Jude, 18, was skateboarding to work at Larkin Golf Club on April 15, when he was struck from behind on Davie Avenue and killed by a Dodge pickup truck driven by Shirley Jean Lyalls, 67. The driver was charged with misdemeanor death by motor vehicle and failure to reduce speed.
Four months have passed since the crash, but the passage of time has brought little comfort to Angie McAlpin, Jude’s mother and best friend. While numerous people have reached out and shared their stories and memories of her son, Angie still hasn’t heard from the person who witnessed the final moments of her her son’s life.
Angie is hurt that Lyalls has not contacted her to offer her condolences or apologize. The grieving mom wants to forgive the driver and channel her own pain into a source of healing for others — as others who have lost loved ones have done for Angie.
“I’m not mad at her. I forgive her. That’s the right thing to do,” Angie said.
Since that early morning crash — which occurred about three weeks before Jude was to graduate from West Iredell High School — daily life has been a challenge.
“I have my moments every day. I just surrender and understand that this is the path. Everything is temporary. I will see him somewhere someday,” Angie explained.
Even as she has accepted that her son is gone, she has grieved harder and raised questions about the Statesville Police Department’s investigation of the crash. The scene, she said, was not properly secured, and she believes her son was treated like a criminal.
“They let it (investigation) fall through the cracks. They didn’t rope off the scene. They checked his blood samples but not hers,” Angie said. “They let her drive her truck home.”
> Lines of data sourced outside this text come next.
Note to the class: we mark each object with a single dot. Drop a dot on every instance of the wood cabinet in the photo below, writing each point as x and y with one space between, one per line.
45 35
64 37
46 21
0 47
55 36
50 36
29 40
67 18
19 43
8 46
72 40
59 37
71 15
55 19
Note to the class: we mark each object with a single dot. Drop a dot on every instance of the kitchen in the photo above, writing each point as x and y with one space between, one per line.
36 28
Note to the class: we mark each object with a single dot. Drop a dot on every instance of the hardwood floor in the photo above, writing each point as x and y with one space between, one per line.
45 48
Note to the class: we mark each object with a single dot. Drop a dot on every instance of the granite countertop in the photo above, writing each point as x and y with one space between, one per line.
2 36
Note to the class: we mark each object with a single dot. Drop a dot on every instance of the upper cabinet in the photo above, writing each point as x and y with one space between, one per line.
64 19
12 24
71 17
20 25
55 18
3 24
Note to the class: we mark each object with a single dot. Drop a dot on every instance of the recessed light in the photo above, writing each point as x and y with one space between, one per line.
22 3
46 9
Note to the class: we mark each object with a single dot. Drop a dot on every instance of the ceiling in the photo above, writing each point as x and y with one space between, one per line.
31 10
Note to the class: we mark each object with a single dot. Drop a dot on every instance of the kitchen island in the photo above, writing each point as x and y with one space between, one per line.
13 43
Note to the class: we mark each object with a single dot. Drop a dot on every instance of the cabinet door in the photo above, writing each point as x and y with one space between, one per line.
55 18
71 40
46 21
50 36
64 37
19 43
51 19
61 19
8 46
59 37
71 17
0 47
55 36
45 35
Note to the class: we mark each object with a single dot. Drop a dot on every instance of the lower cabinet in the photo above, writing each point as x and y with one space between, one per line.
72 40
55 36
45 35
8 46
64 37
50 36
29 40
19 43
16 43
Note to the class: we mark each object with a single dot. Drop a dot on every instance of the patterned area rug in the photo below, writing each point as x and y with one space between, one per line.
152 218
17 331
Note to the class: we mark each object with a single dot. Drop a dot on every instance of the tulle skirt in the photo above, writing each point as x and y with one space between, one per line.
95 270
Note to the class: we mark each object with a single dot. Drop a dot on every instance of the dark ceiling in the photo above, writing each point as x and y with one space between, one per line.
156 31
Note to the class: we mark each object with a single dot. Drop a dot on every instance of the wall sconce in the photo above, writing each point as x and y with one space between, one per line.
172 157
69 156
The devastating loss of her son, she added, was compounded by the fact that Lyalls’ adult son later defecated near where Jude’s body was found on the road.
“We were told that since he didn’t expose himself, he wasn’t going to be charged (with a crime),” she said.
Angie said she is still waiting for someone from the SPD to address her concerns.
“It’s been horrible. It’s truly a living nightmare.”
In an interview Monday, SPD Chief David Onley expressed his sympathy for the loss Angie McAlpin and her family have endured. But he defended the Traffic Unit’s investigation of the crash. The results of the investigation were turned over to the District Attorney’s Office, which determined the appropriate charges, Onley said.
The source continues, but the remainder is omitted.